Он выпрямился и. взглянул на нее. В тот же миг она быстрым движением сунула серьгу ему на грудь, за рубашку. Через секунду в разрыве изгороди показались Кристофер и Хильда. Вся терраса зазвенела от беспричинного смеха Милли. Полил дождь.

5

— Я уж думал, они никогда не уйдут, — сказал Кристофер.

— Как вы от них улизнули?

— Сказал, что еду в город.

— Вам не кажется, что тетя Хильда догадалась?

— Милейшая Хильда пребывает в полном неведении.

— Она ничего про меня не говорила?

— Только то, что никому, кроме вас, не пришло бы в голову пить чай в саду. И должен сказать, я с ней согласен.

— Но я же нарочно, — сказала Милли. — Я думала, если мы будем сидеть и дрожать на террасе, они скорее уйдут.

— Значит, вы не так наивны, как я думал. В вас сидит существо хитрое и расчетливое.

— Да нет же. Я выдумала причину задним числом.

— И кстати, что вы такое сделали с юным Эндрю? Околдовали его, не иначе.

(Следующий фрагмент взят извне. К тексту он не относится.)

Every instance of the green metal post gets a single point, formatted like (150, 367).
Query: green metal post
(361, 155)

За чаем он, по-моему, не произнес ни слова, только поправлял все время воротник рубашки.

Милли рассмеялась.

— Да, я смутила его покой. Как именно — не важно. Он так похож на своего отца, просто трогательно. Его нельзя не подразнить. Подходит он вам на роль зятя?

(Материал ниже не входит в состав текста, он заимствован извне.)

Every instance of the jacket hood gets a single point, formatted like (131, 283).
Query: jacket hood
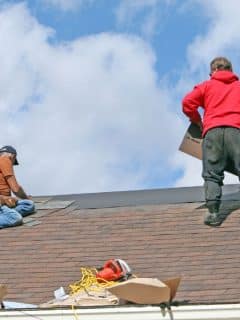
(224, 76)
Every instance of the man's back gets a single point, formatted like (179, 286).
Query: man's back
(220, 99)
(6, 170)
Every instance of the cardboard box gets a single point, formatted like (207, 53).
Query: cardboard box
(192, 145)
(192, 142)
(146, 290)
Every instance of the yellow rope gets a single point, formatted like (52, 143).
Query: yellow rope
(89, 281)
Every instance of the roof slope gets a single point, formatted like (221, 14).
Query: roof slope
(160, 240)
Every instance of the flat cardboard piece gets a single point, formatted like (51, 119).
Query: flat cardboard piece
(192, 145)
(145, 290)
(192, 141)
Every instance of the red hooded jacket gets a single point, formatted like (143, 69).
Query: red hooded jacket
(220, 99)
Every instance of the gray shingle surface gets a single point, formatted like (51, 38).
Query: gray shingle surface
(160, 240)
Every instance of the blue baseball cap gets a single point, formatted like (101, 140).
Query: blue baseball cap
(10, 149)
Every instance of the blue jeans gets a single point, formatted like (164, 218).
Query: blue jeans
(11, 217)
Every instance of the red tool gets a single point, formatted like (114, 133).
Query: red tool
(113, 270)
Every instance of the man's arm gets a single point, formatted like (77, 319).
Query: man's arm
(16, 188)
(190, 104)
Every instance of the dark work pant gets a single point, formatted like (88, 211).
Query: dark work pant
(221, 150)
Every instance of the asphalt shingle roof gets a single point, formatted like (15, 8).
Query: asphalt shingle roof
(159, 240)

— Он славный мальчик. Не так умен, как Франсис, но не дурак, и характер легкий. И потом, они отлично друг друга знают и любят друг друга…

— Любят… Н-да.

— Н-да, вот именно.

Разговор этот происходил в длинной комнате на втором этаже, бывшей бильярдной, которую Милли превратила в некое сочетание будуара и домашнего тира. Эта смешанная атмосфера сбивала с толку знакомых Милли, на что, безусловно, и была рассчитана. Комната была устлана толстым ковром, и в ближнем ее конце, у двери, чем-то неуловимо наводя на мысли о церковном, стоял низкий белый туалетный стол с высоким зеркалом под большим кружевным балдахином вроде тех, какие во время крестного хода держат над гостией. По бокам зеркала высились золоченые подсвечники со свечами, сейчас не зажженными, а перед ним помещался розовый пуф, перетянутый гирляндой из шелковых розочек. Тут же расположилось несколько чрезвычайно удобных, обитых атласом кресел. Все они были повернуты лицом к зеркалу, словно приготовлены для какой-то церемонии, в ходе которой Милли предстояло украшать свою особу, а может быть, и разоблачаться на глазах у восхищенных зрителей. Насколько было известно Кристоферу, никаких таких церемоний здесь не происходило, и он вовсе не предполагал, хотя и не пытался в этом удостовериться, что в баночках уотерфордского стекла на туалете в самом деле хранится косметика. Скорее там могли храниться ликеры. Насколько ему было известно… ибо порой его пронзало подозрение, что у Милли есть какая-то тайная жизнь, и там, в этой жизни, с другими, проблематичными поклонниками она доходит до пределов, о каких он не мог и мечтать. Но нет, это исключено; он знает о Милли решительно все, и раз ему отказано в конечных милостях, значит, и никто другой их не удостоен.